Q: We are implementing a performance measurement system and we have been told we need to measure processes as well as outputs. Surely it is the outputs we need to focus on?
Much has been said in the sector about output measures and very little on process measures.
A process is a collection of activities that create an output of value.
Process measures track and report the activities of a process and help to motivate people to control the process. They are important because they monitor progress and allow organisations to react rapidly to improve and check whether the process is still in control. They are different from output measures, which track and report the results of a process.

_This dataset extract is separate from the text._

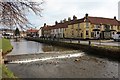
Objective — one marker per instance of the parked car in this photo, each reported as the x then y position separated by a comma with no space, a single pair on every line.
117,37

Process measures will focus on cost, quality and time paradigms to see if a process can be done cheaper, better and quicker.
However, beware the danger of becoming obsessed with processes without considering how they add value to your organisation and what you are trying to achieve. The aim is to focus on outcomes and impact, and then on how you can improve your processes to add value. Best-in-class organisations are using performance measures to quantify how well the activities within a process work towards achieving a specified goal. This can provide early warnings of operational problems, identify areas for improvement and indicate what action needs to be taken.
The aim should be to focus on the horizontal linkages between processes and functions. This can help break down the silo mentality that is all too prevalent in our sector. In essence, process measures can drive your organisation to improve, whereas output measures keep the score.
- Pesh Framjee is head of the non profit unit at Deloitte and special advisor to the CFDG. No liability arises to the author, his firm or Third Sector.